FIG. 1 shows a manufacturing apparatus according to the etching method of the present invention. In the figure, a transport pipe 6 extends from the left side of a quartz container 1, and its end is open.

Further, a plasma generation chamber 7 is provided near the end of the transport pipe 6, and a microwave waveguide 8 is attached around the plasma generation chamber 7.

In this configuration, 5t (CI-
13>4 gas is introduced, and a microwave (2,45
GHz) to generate plasma and electrically neutral radicals. While plasma excited by microwaves has a relatively long life, radicals have a long life, and are transported through a transport pipe 5 into a quartz container 1, which is a reaction chamber loaded with a semiconductor wafer 3. It is introduced parallel to C3. On the surface of wafer 3, there is a
As shown in the figure, the stratum corneum is formed. Further, a gas line is provided in the container 1 separately from the transport pipe 5, and C12 gas is introduced through this line. Then, a laser beam (X
e C (wavelength: 308 nm) is irradiated. Then, ultrafine anisotropic etching with little damage can be achieved through a competitive reaction between the deposition action of radicals whose lifetime has been extended by microwaves and the etching action of radicals excited by laser light.

The long-lived radicals introduced into the reaction chamber at this time are uniformly distributed within the chamber, which solves the problems of wafer warpage and step shape, and enables uniform anisotropic dry etching over the entire wafer surface. In addition, in the case of direct etching with a laser beam without using a resist in the apparatus shown in FIG. According to such a method, a stepping operation seen in a reduction projection exposure apparatus may be applied.

Furthermore, in FIG. 1, the generated radicals are introduced from the lateral direction to the wafer 3, but in order to improve uniformity, the radicals may be introduced from above. In that case, the laser Quartz 1, avoiding the part that is irradiated with light.
By irradiating from the surrounding area, the influence of the irradiation direction can be suppressed.

(Effects) As described above, according to the present invention, it is possible to efficiently form an ultra-fine pattern with less plasma damage on a semiconductor wafer to be etched.
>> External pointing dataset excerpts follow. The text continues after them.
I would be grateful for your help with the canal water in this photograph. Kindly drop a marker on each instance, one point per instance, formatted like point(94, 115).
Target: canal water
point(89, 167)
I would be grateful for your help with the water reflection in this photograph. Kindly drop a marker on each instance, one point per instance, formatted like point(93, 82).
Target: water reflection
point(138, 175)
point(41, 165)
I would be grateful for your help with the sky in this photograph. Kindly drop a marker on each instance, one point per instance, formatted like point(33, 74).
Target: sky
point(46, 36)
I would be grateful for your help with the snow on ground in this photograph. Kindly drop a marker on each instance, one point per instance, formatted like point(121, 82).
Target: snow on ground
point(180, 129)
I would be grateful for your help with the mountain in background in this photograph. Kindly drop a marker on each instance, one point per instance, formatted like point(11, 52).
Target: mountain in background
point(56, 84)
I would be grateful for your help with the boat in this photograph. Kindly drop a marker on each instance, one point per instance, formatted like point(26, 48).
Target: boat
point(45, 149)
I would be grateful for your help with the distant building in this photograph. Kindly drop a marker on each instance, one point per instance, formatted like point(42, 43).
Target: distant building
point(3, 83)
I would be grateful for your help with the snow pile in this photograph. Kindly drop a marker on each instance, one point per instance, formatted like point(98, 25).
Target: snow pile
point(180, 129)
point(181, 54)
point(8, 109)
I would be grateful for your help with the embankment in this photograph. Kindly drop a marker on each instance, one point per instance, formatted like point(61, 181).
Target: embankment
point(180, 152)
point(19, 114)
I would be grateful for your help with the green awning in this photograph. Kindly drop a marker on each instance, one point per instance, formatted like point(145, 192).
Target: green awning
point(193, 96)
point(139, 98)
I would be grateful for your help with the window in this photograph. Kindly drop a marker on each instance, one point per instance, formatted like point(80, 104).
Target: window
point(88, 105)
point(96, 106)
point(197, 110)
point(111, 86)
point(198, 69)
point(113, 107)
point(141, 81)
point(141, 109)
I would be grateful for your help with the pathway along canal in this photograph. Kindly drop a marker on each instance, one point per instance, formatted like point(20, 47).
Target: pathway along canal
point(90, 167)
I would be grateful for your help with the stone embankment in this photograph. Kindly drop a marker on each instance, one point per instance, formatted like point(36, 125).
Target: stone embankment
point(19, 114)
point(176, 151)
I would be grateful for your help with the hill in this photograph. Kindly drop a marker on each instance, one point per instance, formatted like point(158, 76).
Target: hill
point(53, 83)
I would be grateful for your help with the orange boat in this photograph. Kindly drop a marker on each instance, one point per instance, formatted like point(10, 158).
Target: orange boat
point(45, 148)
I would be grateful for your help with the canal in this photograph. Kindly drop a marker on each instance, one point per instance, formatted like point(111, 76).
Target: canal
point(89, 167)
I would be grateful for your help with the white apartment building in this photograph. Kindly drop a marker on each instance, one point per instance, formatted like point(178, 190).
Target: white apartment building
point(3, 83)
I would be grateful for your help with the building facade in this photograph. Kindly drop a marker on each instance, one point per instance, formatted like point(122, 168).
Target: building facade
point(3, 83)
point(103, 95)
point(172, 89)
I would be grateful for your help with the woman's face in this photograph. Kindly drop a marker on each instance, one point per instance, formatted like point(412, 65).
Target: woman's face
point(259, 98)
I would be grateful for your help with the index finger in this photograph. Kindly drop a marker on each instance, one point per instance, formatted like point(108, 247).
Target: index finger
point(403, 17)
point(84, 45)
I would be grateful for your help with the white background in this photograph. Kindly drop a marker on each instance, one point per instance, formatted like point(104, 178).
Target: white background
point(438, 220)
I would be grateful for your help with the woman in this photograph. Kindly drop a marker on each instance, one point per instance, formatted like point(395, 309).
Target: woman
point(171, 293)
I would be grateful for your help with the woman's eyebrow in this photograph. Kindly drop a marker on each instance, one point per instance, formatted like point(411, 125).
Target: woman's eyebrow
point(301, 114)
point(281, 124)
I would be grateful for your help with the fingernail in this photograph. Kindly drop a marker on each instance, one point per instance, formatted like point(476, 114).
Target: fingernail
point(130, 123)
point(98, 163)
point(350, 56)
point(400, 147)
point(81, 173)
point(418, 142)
[Brief explanation of drawings]

FIG. 1 is a diagram showing an embodiment of an etching device according to the formation method of the present invention, FIG. 2 is a diagram showing a conventionally proposed etching device, and FIGS. 3(a) and (b) are diagrams showing a method for forming a gate electrode. These are cross-sectional views in the order of steps. 1... Quartz container 2... Support stand 3... Semiconductor wafer 4... Mask 5... Mercury lamp 6...・Transport pipe 7...Plasma generation chamber 8...Microwave introduction pipe 9...Gas line 10...Gate oxide film 20... Polycrystalline silicon 30...Resist

Claims (1)

[Claims] An electrode forming method in which an oxide film is formed on a semiconductor wafer, a polycrystalline semiconductor layer is deposited on the oxide film, and then the polycrystalline semiconductor layer is selectively etched and the remaining polycrystalline semiconductor layer is used as an electrode. As the etching means, radicals excited by microwaves are applied to the polycrystalline semiconductor layer, and the anisotropic property is created by a competitive reaction with the deposition action of the radicals excited by the microwaves. A method for forming an electrode, characterized in that etching is performed.